For this hospital remodel, I was asked to render the lobby and cafeteria. After construction was completed, the photographer took images from the same angles as the renderings.
This project was part of a competition’s entry for SFGH master plan, in partnership with SmithGroup, San Francisco office. After a preliminary team space planning, I began the design of the entry pavillion, to be nested between the brutalist modern hospital to the East, the new replacement tower (unbuilt) to the West, and the neo-romanesque, red brick and terracotta building to the South-West. For the competition, most effort was spent on the main waiting lobby and the front desk areas, which were to provide a welcoming entry point from two distinct directions: South (from the garage and vehicular drop-off) and West (the pedestrian entry from Potrero Ave.).
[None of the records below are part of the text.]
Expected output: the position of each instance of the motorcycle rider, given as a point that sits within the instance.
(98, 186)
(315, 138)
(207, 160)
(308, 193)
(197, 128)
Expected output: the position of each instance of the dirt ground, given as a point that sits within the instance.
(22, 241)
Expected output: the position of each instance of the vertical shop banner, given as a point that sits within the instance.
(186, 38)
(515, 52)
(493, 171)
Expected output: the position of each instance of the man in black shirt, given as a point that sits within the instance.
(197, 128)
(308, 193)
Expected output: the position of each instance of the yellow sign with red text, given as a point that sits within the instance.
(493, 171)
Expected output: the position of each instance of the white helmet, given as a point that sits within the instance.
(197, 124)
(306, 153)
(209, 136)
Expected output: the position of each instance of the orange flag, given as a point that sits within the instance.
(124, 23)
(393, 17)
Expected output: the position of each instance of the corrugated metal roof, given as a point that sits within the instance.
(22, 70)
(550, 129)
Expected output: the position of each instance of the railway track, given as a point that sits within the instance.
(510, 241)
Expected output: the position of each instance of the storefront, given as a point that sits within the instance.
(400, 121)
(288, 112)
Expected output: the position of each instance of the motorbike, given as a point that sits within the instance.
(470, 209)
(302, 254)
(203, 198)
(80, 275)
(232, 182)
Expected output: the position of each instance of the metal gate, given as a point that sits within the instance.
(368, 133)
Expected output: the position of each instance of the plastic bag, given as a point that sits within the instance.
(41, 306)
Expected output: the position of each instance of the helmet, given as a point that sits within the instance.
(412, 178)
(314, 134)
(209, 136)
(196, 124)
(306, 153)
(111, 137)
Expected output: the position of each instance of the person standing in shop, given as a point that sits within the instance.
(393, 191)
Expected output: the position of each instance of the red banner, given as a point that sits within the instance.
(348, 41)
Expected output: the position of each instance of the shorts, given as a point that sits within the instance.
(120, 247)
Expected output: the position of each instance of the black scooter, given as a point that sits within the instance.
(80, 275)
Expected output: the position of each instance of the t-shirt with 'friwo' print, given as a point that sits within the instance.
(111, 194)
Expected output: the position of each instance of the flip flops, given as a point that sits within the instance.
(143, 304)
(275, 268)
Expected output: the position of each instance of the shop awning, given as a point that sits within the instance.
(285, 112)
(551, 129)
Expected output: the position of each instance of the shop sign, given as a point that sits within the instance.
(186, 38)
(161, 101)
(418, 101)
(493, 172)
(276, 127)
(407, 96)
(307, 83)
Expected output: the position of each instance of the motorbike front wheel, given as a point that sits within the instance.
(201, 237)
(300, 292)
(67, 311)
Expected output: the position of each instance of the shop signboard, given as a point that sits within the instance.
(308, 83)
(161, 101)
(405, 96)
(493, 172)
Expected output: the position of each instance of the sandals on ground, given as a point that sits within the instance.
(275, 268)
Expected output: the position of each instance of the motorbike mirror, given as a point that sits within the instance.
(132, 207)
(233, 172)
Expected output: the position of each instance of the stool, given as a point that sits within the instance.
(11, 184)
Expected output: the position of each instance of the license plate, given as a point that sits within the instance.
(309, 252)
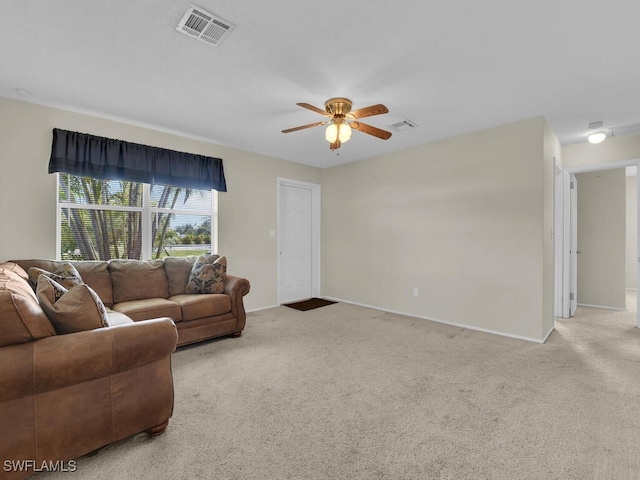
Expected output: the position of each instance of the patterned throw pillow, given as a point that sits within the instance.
(66, 275)
(207, 275)
(74, 310)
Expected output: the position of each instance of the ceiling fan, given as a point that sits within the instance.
(343, 119)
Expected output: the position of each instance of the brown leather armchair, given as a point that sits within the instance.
(62, 396)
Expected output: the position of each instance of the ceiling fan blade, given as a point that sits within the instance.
(302, 127)
(375, 131)
(378, 109)
(314, 109)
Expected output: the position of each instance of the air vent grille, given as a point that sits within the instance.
(205, 26)
(403, 125)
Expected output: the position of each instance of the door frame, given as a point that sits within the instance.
(316, 211)
(567, 224)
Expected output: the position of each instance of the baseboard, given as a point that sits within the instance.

After the submission of the competition I focused on the design of the entry pavillion. With its dramatic double height slanted glazed wall, this space provides an ample seating area, a cafe’, a corner for a large art piece, and the West entrance to the hospital. Below the interior glazing of the community room on the second floor, a dropped cloud ceiling helps to define the circulation toward the front desk. Materials include exposed aggregate sand blasted concrete for the columns, glossy two-colors terrazzo for the pavements, wood veneer paneling for the custom cabinetry, painted steel cable bracings and tube columns for the curtain wall, and horizontal terracotta tiles for accent walls. This 242,317 Sq.Ft. leasable area addition project includes the expansion of Macy's, JCPenney, and Sears, space for 100 new stores, 2 parking garages, a new 50% bigger dining terrace consisting of 820 seats, relocation of Crate & Barrel, and numerous changes to the Promenade. In particular, a new and enhanced indoor shopping promenade was designed, completed with three major spatial nodes: the South node, the new Main Entry space, and the North node. I have been involved since schematic design thru 100% Construction Documents. In the early phase of design, I developed a Revit model whose exports made up for over 75% of the entire pricing set for the project. Later, during design development and CD phases, I focused on the main entry node, with its glazed moment frame toward the exterior plaza, the large canopy, and the pedestrian bridge at the second level.
750,000 Sq.Ft. - $179M - I have been involved during Design Development for this mixed use high-rise building, supporting the senior designer in the development, selection and visualization of the final scheme.